On Sat, Jan 25, 2025 at 11:27:13PM +1100, duluxoz via Postfix-users wrote:
> So, the internal email domain is used by both servers sending in email
> alerts/reports (to the sys-ops) and by users for internal organisation
> communication. Those users that require external email access also have an
> email account in an externally-facing domain, and usually use the
> appropriate domain when sending email. Occasionally, an internal domain
> email gets accidentally sent out on the Internet, and of course, replies to
> that mis-sent email bounce.

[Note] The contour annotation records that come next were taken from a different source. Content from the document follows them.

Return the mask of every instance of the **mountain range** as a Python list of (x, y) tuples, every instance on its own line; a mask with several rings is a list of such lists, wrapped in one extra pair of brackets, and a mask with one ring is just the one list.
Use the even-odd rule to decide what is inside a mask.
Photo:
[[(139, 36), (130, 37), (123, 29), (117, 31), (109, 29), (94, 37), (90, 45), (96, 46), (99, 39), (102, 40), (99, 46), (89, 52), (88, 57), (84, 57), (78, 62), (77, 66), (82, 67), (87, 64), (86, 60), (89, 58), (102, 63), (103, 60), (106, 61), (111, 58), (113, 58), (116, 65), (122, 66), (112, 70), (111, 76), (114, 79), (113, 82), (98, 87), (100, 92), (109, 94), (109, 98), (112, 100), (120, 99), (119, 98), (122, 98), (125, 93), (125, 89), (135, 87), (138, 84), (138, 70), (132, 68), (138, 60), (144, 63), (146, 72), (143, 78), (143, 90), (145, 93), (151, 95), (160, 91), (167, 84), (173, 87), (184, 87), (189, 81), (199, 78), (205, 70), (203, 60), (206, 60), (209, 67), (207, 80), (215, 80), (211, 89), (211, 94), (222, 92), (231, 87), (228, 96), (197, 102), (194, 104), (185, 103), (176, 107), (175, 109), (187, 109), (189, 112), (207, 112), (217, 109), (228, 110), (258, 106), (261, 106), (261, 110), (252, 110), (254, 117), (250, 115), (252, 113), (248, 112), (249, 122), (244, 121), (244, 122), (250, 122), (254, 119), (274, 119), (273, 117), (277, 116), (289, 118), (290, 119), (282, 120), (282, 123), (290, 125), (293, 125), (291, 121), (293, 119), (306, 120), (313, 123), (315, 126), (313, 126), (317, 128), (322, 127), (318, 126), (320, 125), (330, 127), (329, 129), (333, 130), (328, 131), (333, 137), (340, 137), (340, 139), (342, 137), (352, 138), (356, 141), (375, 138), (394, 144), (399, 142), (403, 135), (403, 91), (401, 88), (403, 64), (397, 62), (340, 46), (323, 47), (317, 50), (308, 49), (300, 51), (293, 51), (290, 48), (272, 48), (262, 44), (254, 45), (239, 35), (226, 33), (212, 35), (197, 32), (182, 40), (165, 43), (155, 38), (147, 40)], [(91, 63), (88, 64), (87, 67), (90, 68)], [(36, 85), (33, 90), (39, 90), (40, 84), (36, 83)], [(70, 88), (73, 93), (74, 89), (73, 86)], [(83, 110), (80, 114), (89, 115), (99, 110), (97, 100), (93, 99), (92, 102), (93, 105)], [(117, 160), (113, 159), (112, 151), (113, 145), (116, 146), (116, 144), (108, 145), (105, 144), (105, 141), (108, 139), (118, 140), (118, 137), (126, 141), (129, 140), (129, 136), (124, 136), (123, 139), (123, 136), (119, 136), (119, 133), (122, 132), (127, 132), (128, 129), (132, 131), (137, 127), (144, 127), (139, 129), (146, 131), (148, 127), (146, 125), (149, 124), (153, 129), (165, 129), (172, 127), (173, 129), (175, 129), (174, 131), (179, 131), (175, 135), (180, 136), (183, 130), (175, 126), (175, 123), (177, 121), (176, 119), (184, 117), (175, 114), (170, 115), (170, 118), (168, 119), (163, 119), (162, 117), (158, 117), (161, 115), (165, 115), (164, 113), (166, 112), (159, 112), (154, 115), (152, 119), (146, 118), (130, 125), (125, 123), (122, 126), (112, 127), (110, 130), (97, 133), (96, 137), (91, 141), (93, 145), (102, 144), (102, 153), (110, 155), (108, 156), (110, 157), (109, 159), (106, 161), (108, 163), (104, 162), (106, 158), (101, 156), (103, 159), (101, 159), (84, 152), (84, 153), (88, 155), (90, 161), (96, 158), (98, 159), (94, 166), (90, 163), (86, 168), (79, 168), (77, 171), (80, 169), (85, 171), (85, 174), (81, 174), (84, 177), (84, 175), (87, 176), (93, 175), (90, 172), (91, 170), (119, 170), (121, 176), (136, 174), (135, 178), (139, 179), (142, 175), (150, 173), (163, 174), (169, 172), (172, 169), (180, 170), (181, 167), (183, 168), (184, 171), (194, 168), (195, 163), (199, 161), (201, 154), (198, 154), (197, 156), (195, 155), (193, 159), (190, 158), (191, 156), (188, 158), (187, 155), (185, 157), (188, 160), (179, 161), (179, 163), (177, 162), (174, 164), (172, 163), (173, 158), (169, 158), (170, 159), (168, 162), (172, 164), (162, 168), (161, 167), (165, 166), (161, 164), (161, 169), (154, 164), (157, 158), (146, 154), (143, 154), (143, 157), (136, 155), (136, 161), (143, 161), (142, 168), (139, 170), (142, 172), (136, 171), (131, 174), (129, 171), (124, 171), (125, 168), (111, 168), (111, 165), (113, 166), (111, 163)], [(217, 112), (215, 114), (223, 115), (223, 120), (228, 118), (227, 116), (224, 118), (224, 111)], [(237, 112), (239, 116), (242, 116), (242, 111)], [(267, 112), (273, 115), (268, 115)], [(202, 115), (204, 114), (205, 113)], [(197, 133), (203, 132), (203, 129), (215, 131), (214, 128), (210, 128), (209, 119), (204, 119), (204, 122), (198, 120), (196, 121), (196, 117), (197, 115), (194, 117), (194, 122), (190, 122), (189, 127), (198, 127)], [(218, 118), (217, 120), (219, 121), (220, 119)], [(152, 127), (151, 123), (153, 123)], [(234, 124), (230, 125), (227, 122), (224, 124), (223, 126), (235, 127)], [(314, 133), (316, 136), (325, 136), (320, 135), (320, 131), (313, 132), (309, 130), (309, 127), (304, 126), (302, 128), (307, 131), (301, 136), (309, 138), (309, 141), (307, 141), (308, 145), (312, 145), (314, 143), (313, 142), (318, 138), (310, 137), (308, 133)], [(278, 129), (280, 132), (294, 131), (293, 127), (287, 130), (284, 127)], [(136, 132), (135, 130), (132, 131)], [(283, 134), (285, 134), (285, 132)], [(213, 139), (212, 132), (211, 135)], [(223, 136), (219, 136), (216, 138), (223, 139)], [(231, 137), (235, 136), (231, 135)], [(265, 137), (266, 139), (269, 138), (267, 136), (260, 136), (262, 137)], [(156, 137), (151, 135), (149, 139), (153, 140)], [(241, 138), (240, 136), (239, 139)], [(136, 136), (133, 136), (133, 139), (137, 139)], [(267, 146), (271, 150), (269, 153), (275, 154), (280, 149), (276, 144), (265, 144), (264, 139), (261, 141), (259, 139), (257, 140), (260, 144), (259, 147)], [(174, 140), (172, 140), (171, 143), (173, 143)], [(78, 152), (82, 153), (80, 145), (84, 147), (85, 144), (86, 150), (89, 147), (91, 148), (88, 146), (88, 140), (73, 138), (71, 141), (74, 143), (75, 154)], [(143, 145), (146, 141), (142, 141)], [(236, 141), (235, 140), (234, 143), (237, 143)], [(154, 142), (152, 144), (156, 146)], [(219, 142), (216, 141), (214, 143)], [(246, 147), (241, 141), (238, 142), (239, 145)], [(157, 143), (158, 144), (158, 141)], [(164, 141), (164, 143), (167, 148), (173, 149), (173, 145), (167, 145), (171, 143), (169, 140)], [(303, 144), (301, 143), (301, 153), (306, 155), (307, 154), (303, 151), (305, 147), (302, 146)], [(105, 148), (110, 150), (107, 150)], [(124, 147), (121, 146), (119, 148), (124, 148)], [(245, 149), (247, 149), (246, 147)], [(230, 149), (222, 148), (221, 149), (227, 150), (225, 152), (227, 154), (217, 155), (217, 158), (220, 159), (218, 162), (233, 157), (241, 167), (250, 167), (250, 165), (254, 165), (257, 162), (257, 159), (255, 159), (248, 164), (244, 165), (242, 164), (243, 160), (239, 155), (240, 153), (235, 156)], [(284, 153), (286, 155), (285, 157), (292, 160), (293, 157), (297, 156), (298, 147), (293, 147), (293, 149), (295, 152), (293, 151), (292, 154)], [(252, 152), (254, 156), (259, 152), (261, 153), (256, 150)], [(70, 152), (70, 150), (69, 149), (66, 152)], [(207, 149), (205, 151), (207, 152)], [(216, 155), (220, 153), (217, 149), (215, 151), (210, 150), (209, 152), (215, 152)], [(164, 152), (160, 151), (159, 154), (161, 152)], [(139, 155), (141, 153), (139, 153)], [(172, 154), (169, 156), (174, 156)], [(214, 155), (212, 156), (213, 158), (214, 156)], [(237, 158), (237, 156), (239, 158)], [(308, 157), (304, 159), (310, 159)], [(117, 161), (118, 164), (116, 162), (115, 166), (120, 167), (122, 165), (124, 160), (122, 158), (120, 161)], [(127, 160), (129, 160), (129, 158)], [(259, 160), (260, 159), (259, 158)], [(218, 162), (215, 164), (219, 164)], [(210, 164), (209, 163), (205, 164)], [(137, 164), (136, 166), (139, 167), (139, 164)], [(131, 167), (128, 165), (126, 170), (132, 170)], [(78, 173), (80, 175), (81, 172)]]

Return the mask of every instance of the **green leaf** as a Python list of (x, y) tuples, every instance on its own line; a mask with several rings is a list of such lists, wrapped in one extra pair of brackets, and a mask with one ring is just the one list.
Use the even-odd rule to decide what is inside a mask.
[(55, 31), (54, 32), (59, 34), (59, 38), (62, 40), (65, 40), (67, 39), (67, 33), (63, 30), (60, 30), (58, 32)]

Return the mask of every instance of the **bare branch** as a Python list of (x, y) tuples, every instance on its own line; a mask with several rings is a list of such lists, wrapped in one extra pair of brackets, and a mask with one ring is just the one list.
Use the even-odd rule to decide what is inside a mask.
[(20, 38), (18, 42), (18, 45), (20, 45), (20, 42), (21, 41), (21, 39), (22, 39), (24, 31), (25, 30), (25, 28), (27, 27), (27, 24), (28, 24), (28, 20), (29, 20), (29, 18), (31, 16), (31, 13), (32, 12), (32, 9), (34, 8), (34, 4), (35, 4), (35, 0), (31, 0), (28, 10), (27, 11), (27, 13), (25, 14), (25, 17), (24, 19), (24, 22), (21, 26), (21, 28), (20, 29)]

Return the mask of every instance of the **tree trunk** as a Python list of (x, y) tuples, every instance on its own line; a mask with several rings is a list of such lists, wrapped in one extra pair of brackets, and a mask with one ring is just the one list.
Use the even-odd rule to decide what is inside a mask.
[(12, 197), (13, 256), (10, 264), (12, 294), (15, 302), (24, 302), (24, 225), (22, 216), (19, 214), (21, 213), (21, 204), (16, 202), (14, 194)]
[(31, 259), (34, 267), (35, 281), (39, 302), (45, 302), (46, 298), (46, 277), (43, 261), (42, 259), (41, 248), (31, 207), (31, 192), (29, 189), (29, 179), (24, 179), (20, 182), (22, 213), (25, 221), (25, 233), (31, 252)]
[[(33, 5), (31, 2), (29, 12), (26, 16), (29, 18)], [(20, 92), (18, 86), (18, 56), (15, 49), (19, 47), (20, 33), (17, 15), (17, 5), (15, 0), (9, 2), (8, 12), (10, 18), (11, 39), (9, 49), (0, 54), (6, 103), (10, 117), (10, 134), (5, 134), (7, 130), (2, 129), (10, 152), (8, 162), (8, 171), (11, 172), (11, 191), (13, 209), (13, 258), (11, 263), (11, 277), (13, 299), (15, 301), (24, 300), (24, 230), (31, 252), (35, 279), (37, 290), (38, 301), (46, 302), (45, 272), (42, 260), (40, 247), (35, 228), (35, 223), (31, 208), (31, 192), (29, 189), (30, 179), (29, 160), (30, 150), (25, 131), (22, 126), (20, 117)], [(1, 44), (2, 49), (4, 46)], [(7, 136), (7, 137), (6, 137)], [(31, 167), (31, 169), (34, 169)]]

So we'd like to stop that from happening (hence
> my Q).
>
> Also occasionally, an internal email user sets up a forwarding to an
> externally-facing domain (still within the organisation/lan - usually their
> externally-facing organisation email), plus sometimes internal emails are
> CC'd to organisation-specific externally facing domains. So while filtering
> on submission sounds like it might be the way to go, we have to ensure that
> emails to/from user_x@example.internal can still reach use...@example.com,
> etc, but not user_z@somewhere_on_the_internet.com
OK, so submission is not the stage you want to control. What do you
want to do about the internal domain appearing in message headers:
"From:", "To:", "Cc:", "Reply-To:", ...
The access(5) promitives can reject mesages where the envelope sender
is internal, but don't do anything to headers.
You can use "canonical_maps" to rewritie these to the public domain, if
there's a sensible correspodence between a given internal address and
some associated public address. When there isn't, things get more
complicated... Also how much of this policy can be moved to an internal
mailhub, to which mail flows first, before going to the edge gateway.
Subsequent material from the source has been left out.